C. Schwierige Situationen auf dem Weg
In den letzten paar Jahren haben eine große Anzahl an Malaien mit Einsichtsmeditation angefangen. Von dem erhaltenen Feedback könnten wir eine Liste der entstandenen Probleme erstellen. Wir werden sie hier jedoch etwas allgemeiner behandeln.
Weshalb entstehen Probleme?
Achtsamkeit ist Bewusstheit der Dinge so wie sie sind. Wenn wir achtsam sind, ist unser Geist sehr wachsam auf die uns umgebenden Situationen - ob das nun profitabel ist oder nicht - und handelt entsprechend.
Die Praxis der vipassanā bhāvanā handelt vom anstrengenden Einüben und ununterbrochener Achtsamkeit auf jeden körperlichen und geistigen Prozess, der sich in jedem Moment neu ereignet. Diese konzentrierte Bewusstheit, wenn sie ausreichend kraftvoll und richtig ausgerichtet ist, ist in der Lage den dicken Schleier des Wahns zu durchdringen und einen von den Befleckungen und dem Leiden zu befreien.
Wenn dem so ist, wie - mögen einige Meditierende fragen -können dann Komplikationen entstehen? Die Antwort ist einfach. Sie sind nicht achtsam, obwohl sie es versuchten. Achtsamkeit ist überall hilfreich.“ Ohne Achtsamkeit treten allerdings Probleme auf.

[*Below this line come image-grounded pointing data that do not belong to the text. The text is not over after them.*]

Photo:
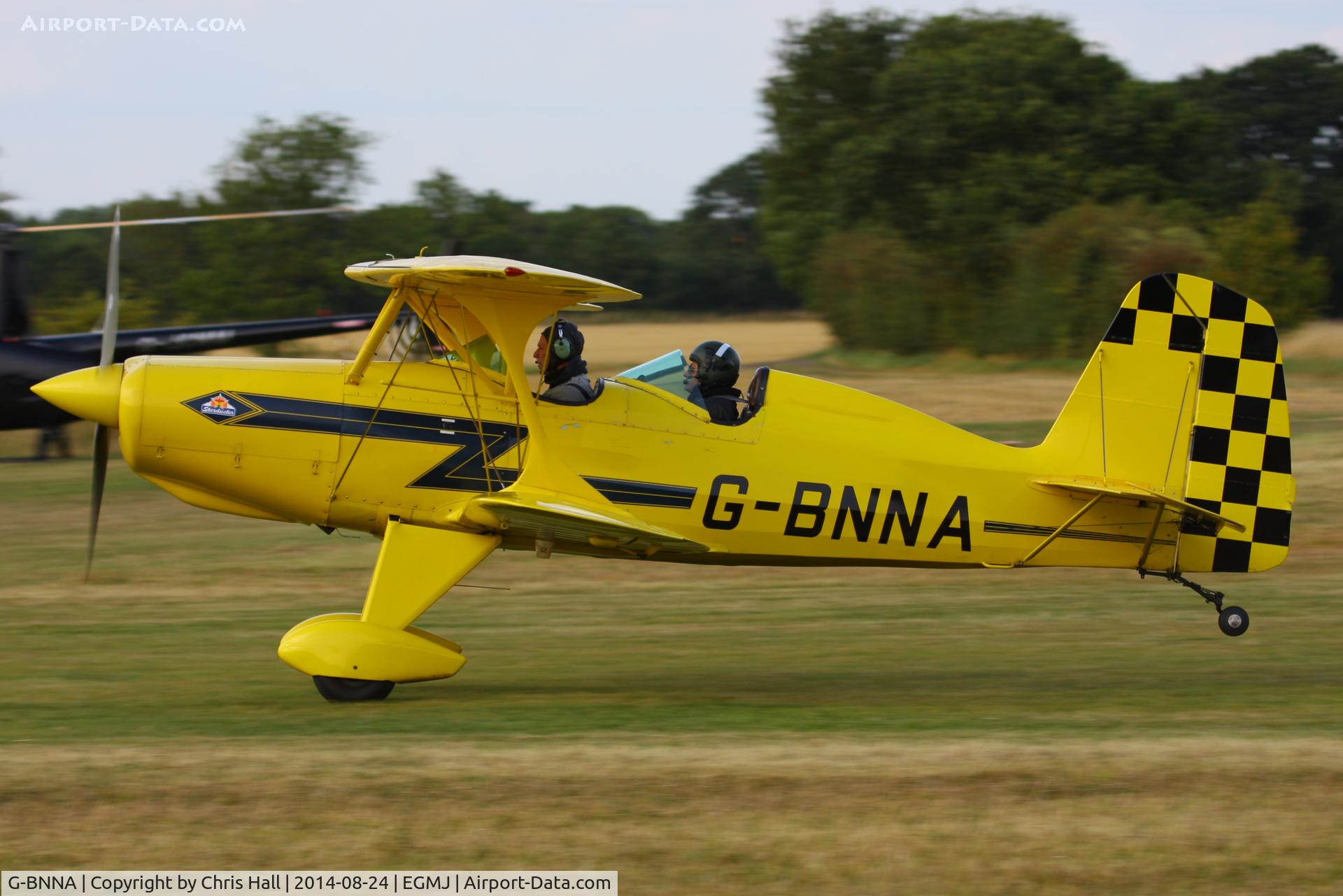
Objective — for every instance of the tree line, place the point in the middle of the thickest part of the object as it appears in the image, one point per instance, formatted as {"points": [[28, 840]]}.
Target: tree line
{"points": [[985, 182]]}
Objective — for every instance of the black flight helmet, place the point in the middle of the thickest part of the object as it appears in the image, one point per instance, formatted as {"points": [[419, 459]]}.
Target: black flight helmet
{"points": [[719, 364]]}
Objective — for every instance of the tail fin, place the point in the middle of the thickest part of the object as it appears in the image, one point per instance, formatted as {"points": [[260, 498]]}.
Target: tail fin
{"points": [[1185, 395]]}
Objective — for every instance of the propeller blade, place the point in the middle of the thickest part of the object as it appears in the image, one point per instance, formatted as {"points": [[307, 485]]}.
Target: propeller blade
{"points": [[188, 220], [109, 321], [100, 476]]}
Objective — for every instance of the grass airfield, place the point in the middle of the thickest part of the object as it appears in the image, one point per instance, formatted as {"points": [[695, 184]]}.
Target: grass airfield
{"points": [[700, 731]]}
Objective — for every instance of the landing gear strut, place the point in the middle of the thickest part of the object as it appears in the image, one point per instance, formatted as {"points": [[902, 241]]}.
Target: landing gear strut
{"points": [[1232, 621]]}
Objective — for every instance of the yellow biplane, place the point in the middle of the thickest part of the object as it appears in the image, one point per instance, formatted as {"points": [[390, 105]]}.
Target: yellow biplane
{"points": [[1172, 456]]}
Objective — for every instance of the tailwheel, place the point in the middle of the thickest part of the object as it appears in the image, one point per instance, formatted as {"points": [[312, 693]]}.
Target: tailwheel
{"points": [[1233, 621], [353, 690]]}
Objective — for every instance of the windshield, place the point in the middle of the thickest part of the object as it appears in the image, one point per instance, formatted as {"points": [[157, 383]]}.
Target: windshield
{"points": [[485, 353], [665, 372]]}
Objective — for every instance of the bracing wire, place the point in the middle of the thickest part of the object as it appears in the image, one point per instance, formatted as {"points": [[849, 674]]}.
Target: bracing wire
{"points": [[372, 417]]}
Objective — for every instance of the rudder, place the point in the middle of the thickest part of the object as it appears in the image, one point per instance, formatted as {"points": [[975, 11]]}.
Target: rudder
{"points": [[1186, 395]]}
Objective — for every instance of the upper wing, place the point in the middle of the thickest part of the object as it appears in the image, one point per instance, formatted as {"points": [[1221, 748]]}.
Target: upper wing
{"points": [[175, 340]]}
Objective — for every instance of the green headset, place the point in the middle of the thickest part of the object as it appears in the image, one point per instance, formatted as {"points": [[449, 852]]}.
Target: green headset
{"points": [[560, 346]]}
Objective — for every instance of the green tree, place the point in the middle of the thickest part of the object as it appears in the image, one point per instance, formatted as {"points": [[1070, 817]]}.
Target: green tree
{"points": [[312, 163], [713, 257], [1258, 255], [1072, 271], [959, 134], [877, 292]]}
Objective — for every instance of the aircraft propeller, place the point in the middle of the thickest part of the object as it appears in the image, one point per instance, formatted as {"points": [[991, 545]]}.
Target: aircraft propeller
{"points": [[102, 432]]}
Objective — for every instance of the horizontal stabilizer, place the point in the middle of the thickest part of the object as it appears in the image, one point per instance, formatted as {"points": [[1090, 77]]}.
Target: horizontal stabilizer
{"points": [[563, 519], [1123, 490]]}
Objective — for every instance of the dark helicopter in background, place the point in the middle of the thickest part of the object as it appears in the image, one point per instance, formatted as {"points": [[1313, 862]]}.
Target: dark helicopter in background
{"points": [[26, 359]]}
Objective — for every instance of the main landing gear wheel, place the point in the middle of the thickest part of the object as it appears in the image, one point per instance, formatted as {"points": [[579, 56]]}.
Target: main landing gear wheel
{"points": [[1233, 621], [353, 690]]}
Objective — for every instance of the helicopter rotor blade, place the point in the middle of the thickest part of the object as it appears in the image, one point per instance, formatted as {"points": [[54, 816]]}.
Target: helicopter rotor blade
{"points": [[188, 220]]}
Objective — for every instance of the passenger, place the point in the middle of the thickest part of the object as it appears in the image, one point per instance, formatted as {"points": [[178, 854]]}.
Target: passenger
{"points": [[563, 366], [711, 376]]}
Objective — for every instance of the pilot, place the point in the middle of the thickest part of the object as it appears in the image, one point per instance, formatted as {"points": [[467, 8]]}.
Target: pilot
{"points": [[562, 364], [711, 378]]}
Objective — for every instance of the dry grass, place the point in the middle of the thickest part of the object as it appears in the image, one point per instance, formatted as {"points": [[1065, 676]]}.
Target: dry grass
{"points": [[706, 814]]}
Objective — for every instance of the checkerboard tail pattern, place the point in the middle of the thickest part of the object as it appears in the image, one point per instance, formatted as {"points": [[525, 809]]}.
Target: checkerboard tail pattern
{"points": [[1240, 456]]}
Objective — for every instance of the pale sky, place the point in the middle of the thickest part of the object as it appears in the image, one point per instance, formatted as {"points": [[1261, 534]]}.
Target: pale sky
{"points": [[557, 102]]}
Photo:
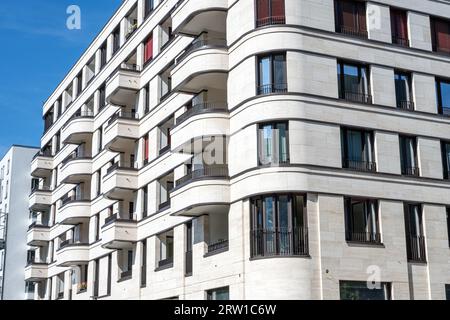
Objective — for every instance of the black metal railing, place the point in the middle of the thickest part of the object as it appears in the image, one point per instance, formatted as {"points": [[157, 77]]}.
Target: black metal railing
{"points": [[356, 97], [267, 21], [214, 171], [359, 165], [404, 42], [415, 246], [279, 242], [363, 237], [411, 171], [198, 44], [354, 32], [405, 105], [272, 88], [202, 107], [219, 246]]}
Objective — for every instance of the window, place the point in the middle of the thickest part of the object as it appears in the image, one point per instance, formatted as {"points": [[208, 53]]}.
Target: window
{"points": [[415, 240], [272, 76], [218, 294], [353, 82], [351, 18], [361, 220], [399, 27], [443, 96], [358, 151], [270, 12], [362, 290], [279, 226], [148, 50], [408, 156], [273, 143], [403, 90], [440, 33]]}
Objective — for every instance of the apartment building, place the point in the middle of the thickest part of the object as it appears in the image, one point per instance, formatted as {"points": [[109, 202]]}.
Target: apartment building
{"points": [[15, 181], [250, 149]]}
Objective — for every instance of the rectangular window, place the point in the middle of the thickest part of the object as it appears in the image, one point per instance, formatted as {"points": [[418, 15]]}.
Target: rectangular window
{"points": [[443, 96], [403, 90], [269, 12], [353, 82], [399, 27], [218, 294], [440, 33], [361, 220], [408, 156], [361, 290], [273, 143], [279, 226], [351, 18], [272, 77], [358, 150], [415, 239]]}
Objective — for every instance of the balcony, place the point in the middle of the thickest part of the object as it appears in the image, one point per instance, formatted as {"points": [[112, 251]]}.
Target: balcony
{"points": [[204, 63], [279, 242], [121, 129], [38, 235], [118, 233], [202, 191], [74, 211], [120, 179], [196, 16], [72, 254], [36, 271], [40, 198], [42, 164], [123, 85], [76, 169]]}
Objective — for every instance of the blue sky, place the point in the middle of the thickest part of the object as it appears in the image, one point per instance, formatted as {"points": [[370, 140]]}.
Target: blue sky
{"points": [[37, 52]]}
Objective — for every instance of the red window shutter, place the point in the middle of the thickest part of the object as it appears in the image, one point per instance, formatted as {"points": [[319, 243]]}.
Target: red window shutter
{"points": [[278, 8], [148, 51]]}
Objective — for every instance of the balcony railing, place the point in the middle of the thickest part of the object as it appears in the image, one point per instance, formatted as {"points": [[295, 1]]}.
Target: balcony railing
{"points": [[267, 21], [214, 171], [360, 33], [411, 171], [364, 237], [272, 88], [359, 165], [405, 105], [415, 246], [203, 107], [279, 242], [356, 97]]}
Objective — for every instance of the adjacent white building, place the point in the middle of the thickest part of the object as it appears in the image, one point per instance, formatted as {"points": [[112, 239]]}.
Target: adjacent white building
{"points": [[15, 182], [249, 149]]}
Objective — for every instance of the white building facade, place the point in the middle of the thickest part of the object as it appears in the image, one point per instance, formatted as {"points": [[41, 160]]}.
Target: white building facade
{"points": [[15, 182], [249, 149]]}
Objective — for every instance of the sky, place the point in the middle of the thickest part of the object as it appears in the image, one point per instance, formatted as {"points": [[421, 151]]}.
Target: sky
{"points": [[37, 52]]}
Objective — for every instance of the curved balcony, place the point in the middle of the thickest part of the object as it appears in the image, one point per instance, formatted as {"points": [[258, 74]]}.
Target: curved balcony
{"points": [[42, 164], [38, 235], [196, 16], [40, 198], [118, 233], [120, 130], [76, 169], [36, 271], [120, 179], [79, 128], [72, 254], [202, 191], [123, 85], [204, 63], [74, 211]]}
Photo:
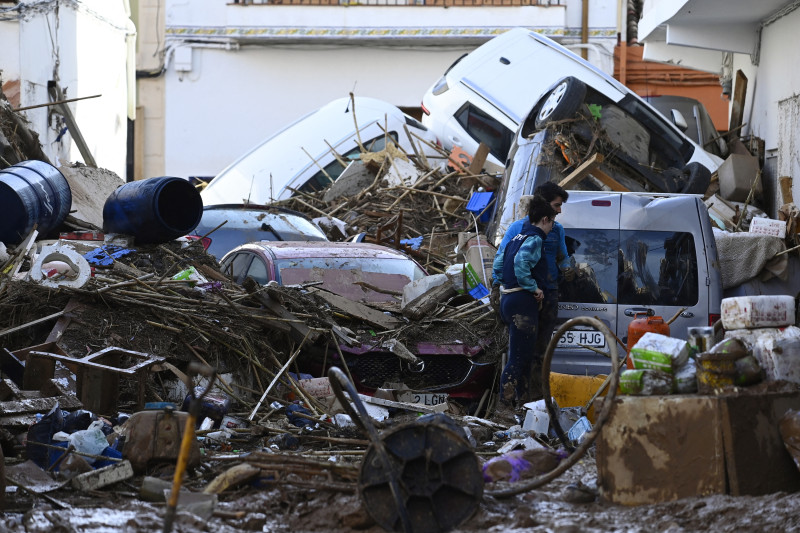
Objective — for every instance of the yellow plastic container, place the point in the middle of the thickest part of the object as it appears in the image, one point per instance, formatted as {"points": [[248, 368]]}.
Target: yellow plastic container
{"points": [[575, 391]]}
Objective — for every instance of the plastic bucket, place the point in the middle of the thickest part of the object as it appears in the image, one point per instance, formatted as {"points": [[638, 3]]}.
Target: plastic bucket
{"points": [[32, 193], [154, 210]]}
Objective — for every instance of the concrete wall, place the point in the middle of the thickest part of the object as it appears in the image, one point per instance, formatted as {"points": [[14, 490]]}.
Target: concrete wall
{"points": [[281, 62], [773, 88], [82, 46]]}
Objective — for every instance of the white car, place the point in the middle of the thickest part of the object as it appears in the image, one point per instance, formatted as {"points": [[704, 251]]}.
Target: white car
{"points": [[487, 94], [294, 157]]}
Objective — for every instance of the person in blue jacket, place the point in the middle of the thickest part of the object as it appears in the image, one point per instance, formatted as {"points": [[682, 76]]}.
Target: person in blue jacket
{"points": [[521, 270], [558, 265]]}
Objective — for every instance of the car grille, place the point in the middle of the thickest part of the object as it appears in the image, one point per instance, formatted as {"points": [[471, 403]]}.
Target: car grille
{"points": [[372, 370]]}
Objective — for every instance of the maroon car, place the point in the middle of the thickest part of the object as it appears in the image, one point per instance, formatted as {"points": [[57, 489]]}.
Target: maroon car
{"points": [[349, 270]]}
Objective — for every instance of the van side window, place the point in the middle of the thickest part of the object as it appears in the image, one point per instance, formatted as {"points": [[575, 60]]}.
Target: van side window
{"points": [[658, 268], [485, 129], [594, 257], [319, 181]]}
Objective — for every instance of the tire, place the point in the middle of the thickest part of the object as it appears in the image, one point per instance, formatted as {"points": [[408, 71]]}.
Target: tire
{"points": [[562, 102], [698, 178]]}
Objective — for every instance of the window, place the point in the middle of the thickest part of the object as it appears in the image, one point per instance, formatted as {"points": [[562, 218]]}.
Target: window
{"points": [[658, 268], [595, 255], [236, 266], [404, 267], [485, 129], [632, 268], [258, 271], [319, 181]]}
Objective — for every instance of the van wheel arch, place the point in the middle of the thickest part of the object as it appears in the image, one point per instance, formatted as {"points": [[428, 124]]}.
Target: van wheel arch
{"points": [[561, 102]]}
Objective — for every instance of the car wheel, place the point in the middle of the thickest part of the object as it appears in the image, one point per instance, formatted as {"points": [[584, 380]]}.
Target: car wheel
{"points": [[562, 102], [698, 178]]}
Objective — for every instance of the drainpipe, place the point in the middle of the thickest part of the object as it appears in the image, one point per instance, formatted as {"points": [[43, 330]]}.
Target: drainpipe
{"points": [[585, 28], [622, 40]]}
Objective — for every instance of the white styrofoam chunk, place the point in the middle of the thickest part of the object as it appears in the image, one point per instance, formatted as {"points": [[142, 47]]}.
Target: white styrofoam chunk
{"points": [[757, 312]]}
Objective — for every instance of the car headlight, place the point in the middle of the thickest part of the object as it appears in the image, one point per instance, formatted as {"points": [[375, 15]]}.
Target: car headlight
{"points": [[440, 87]]}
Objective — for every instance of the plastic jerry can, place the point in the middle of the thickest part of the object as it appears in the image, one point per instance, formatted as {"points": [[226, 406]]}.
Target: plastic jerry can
{"points": [[640, 325]]}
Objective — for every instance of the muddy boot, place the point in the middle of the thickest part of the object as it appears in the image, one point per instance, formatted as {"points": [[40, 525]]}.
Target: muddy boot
{"points": [[535, 383]]}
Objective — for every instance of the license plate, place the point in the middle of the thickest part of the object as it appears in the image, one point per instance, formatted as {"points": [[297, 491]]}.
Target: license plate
{"points": [[424, 398], [574, 338]]}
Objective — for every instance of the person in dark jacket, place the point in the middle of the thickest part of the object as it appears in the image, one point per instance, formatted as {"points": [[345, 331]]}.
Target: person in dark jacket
{"points": [[558, 266], [522, 271]]}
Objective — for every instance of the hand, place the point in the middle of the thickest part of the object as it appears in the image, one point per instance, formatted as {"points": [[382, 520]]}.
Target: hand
{"points": [[494, 297]]}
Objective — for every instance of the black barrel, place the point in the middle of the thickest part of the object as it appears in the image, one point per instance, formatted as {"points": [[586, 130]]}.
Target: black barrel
{"points": [[32, 193], [154, 210]]}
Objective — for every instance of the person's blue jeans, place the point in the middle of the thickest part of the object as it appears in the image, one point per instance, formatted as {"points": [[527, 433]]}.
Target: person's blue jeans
{"points": [[520, 312]]}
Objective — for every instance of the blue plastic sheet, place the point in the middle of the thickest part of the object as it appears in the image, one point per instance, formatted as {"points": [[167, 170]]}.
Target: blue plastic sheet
{"points": [[106, 255]]}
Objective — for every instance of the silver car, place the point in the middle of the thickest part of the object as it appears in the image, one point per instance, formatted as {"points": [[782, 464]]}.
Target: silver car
{"points": [[634, 253]]}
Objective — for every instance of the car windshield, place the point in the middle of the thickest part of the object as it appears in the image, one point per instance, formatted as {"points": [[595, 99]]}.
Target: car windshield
{"points": [[631, 268], [333, 170], [365, 279]]}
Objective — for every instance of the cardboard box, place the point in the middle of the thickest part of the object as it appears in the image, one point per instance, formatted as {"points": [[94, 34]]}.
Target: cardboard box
{"points": [[768, 226], [657, 449]]}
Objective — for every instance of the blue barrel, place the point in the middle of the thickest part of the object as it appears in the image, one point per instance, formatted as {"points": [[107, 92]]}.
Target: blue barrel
{"points": [[32, 193], [154, 210]]}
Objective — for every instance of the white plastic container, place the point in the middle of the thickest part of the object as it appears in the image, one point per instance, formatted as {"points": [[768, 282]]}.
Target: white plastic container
{"points": [[757, 312], [92, 440], [776, 350], [537, 419]]}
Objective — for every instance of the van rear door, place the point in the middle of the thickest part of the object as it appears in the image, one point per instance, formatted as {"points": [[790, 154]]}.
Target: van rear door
{"points": [[664, 266], [591, 224]]}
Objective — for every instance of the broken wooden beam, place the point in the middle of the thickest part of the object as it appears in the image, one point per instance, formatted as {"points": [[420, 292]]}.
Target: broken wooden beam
{"points": [[299, 330]]}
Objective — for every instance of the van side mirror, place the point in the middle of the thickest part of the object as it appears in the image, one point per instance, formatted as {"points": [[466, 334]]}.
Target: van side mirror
{"points": [[678, 120]]}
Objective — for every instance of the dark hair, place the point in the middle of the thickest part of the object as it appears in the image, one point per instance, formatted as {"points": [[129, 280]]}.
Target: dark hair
{"points": [[550, 190], [540, 208]]}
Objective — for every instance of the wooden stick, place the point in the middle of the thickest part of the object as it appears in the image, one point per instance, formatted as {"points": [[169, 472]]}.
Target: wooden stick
{"points": [[441, 195], [275, 380], [676, 315], [48, 104], [31, 323]]}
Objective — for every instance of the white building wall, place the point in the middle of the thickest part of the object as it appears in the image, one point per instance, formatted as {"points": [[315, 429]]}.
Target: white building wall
{"points": [[282, 62], [9, 44], [773, 114], [83, 46]]}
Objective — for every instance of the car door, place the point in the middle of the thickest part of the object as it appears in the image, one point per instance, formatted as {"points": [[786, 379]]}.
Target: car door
{"points": [[663, 268], [591, 226]]}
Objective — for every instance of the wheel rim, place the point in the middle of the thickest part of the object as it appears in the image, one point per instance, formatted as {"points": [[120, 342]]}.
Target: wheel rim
{"points": [[552, 101]]}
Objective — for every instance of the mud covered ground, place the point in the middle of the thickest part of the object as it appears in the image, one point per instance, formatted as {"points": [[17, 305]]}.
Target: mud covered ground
{"points": [[286, 509]]}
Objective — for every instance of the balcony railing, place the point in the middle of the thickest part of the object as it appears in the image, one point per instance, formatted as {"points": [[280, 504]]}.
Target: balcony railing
{"points": [[438, 3]]}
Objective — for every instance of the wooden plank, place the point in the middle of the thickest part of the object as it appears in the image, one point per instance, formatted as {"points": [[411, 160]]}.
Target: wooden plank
{"points": [[737, 103], [610, 182], [358, 310], [582, 171]]}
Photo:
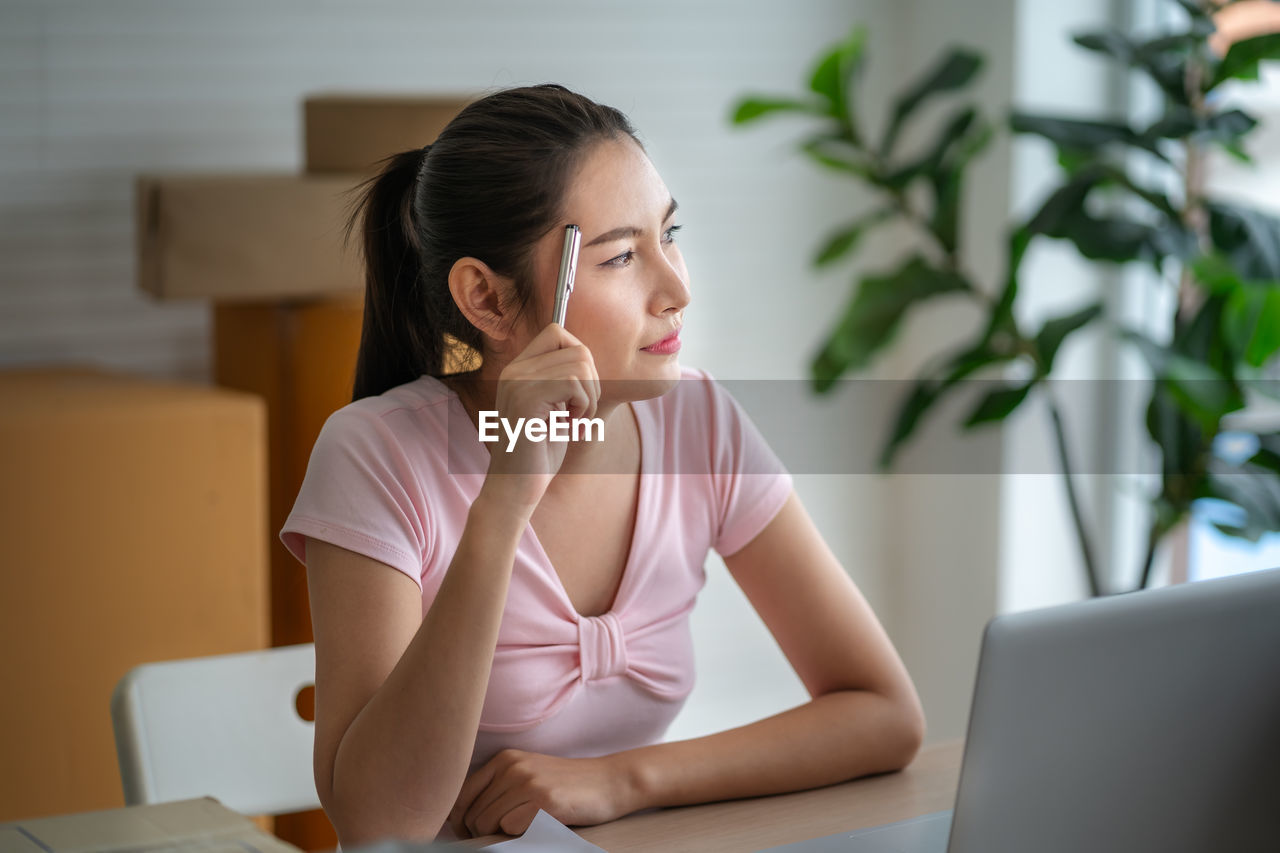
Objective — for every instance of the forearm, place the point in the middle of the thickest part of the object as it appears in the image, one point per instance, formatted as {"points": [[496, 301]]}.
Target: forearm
{"points": [[405, 756], [833, 738]]}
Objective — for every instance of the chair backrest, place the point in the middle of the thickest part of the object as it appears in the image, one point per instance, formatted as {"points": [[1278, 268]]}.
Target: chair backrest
{"points": [[223, 726]]}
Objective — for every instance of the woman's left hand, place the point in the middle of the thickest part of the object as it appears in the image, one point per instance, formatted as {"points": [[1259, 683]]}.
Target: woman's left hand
{"points": [[504, 794]]}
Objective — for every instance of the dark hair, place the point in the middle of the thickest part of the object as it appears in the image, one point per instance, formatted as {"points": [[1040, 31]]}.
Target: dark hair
{"points": [[489, 187]]}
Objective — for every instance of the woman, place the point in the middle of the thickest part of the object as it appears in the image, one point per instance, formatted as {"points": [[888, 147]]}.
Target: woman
{"points": [[503, 630]]}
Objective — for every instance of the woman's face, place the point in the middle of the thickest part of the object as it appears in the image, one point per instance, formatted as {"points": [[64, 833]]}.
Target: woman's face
{"points": [[631, 286]]}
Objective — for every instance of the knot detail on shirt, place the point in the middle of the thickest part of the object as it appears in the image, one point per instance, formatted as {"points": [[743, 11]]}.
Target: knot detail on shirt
{"points": [[602, 647]]}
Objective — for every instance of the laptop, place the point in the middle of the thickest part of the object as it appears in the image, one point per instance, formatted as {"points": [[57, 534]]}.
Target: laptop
{"points": [[1133, 724]]}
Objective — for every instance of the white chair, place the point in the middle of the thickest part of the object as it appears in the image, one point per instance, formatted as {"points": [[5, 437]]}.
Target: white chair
{"points": [[223, 726]]}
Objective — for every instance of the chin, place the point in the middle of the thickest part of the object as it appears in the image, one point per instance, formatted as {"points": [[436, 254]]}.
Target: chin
{"points": [[656, 383]]}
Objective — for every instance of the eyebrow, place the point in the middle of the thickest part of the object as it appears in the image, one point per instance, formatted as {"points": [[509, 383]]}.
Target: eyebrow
{"points": [[627, 231]]}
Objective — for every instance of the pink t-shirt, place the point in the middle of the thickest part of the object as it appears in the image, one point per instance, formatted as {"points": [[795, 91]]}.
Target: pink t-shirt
{"points": [[393, 478]]}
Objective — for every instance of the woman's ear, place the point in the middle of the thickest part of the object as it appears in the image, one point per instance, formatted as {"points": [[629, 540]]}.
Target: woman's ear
{"points": [[483, 297]]}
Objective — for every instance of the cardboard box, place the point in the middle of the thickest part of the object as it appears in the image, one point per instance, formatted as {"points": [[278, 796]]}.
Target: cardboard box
{"points": [[301, 360], [353, 132], [190, 824], [133, 519], [246, 237]]}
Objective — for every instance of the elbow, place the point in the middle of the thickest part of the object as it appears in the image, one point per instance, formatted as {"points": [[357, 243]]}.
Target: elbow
{"points": [[360, 820], [905, 731]]}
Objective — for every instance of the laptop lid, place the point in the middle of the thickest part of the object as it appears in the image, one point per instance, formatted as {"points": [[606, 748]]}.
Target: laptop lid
{"points": [[1148, 721]]}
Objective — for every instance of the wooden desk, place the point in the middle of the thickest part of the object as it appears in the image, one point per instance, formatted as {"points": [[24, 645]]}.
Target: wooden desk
{"points": [[928, 785]]}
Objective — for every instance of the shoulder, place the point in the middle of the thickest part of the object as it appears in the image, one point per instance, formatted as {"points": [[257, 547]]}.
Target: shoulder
{"points": [[405, 414], [698, 401]]}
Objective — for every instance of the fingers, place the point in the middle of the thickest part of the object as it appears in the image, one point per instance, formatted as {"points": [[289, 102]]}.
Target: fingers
{"points": [[497, 797], [474, 785], [560, 375]]}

Ich klassifiziere die Probleme, wie sie beim Meditierenden gewöhnlich erscheinen:
1. Der Konflikt von Begierde und Wertschätzung
2. Furcht
3. Mangel
Konflikte
Der häufigste Konflikt ist der zwischen materiellen und spirituellen Ambitionen. Schon der dhammapada sagt:
„Ein Weg in der Tat erreicht weltliche Ziele - Ein Weg in der Tat führt zum nibbāna.“
Ich denke, dass die meisten Buddhisten wissen, dass spirituelles Glück besser und dem weltlichen Glück überlegen ist. Es ist spirituelles Glück, das am Ende wirklich zählt. Aber es ist auch schnell einsehbar, dass spirituelles Glück wesentlich schwieriger zu erhalten ist als materieller Besitz.
Da unsere Wogen des Verlangens noch sehr stark sind und unser Wissen meist noch oberflächlich ist, werden die meisten von uns, wenn nicht alle, während ihres sterblichen Lebens als Hausleute verbleiben. Einige werden sich anstrengen beides zu erreichen, sowohl ihre spirituellen als auch ihre weltlichen Ambitionen und fühlen sich zerrissen. Andere versuchen eines von beiden zu ignorieren, aber das hilft auch nicht das Problem zu lösen.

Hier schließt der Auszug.